Don't make me bring out the L word for the billionth time.
> A flat array of Exprs can make it fun and easy to implement hash consing
OK, it's not a case of L-ignorance, just willful neglect.
samps 10 hours ago |
FWIW I did acknowledge this in the article:
> A sufficiently smart memory allocator might achieve the same thing, especially if you allocate the whole AST up front and never add to it
> Again, a really fast malloc might be hard to compete with—but you basically can’t beat bump allocation on sheer simplicity.
hencq 8 hours ago |
As the article mentions, this makes it quite similar to a bytecode vm. I think the traditional wisdom is that an AST walker is easy to write, but for speed you'd want a bytecode interpreter. It'd be interesting to see how close the performance gets with this flattened AST.
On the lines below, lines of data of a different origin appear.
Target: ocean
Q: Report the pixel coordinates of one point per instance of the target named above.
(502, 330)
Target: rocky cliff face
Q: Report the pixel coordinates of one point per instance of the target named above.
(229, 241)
In practice I think there are more differences. E.g. AST interpreters tend to pass environments around while bytecode interpreters often store these on a stack (though I guess there's nothing stopping you from doing this with an AST either). I wonder if there's some goldilocks zone for ease of implementation with decent performance.
kazinator 8 hours ago |
If you instead flatten the expression tree into RPN, then you can execute it like that, with a stack machine.
I seem to recall that the Red Dragon Book (Compilers: Principles, Techniques and Tools, Aho, Sethi, Ullman [1988]) describes a technique whereby intermediate code is represented in RPN, and transformations are performed by pattern matches on it.
finnh 7 hours ago |
The sample flat program in the post is exactly RPN, no?
samps 5 hours ago |
I think it would be more like RPN if it used a stack, and operands were specified as relative offsets (i.e., stack offsets). In the version I wrote, operands are still represented as absolute offsets in the expression table.
dang 3 hours ago |
Related:
Flattening ASTs and other compiler data structures (2023) - https://news.ycombinator.com/item?id=42181603 - Nov 2024 (2 comments)
Flattening ASTs and other compiler data structures - https://news.ycombinator.com/item?id=36559346 - July 2023 (81 comments)
jgrowl 2 hours ago |
I thought a reddit comment on this article had an interesting point:
https://www.reddit.com/r/rust/comments/1d3b356/my_new_favori...
[–]Timzhy0 3 points 7 months ago
Btw I think one can go a step further than the author, there is no need to keep two explicit ExprRef baked in a binary node (lhs, rhs). You can exploit locality, basically the AST, seen it the LISP way, is just an arbitrarily nestable list, where elements are atoms or other lists. Hence all you need to know is where each list ends (and if it's an atom you can assume it spans one node) and actually one bit to know if it is the last entry in the list is quite ergonomic as well (because then you can distinguish whether moving next slot in the AST means there is a sibling). Basically it's easier to keep it sync while constructing and takes up less memory per node. I pay 40 bits per node, stored interleaved for best cache locality (some unaligned accesses but I think it's still worthwhile), 8 bits for the tag, 32 for the data, if data is bigger, 32 is an index into some auxiliary segment (basically a ptr).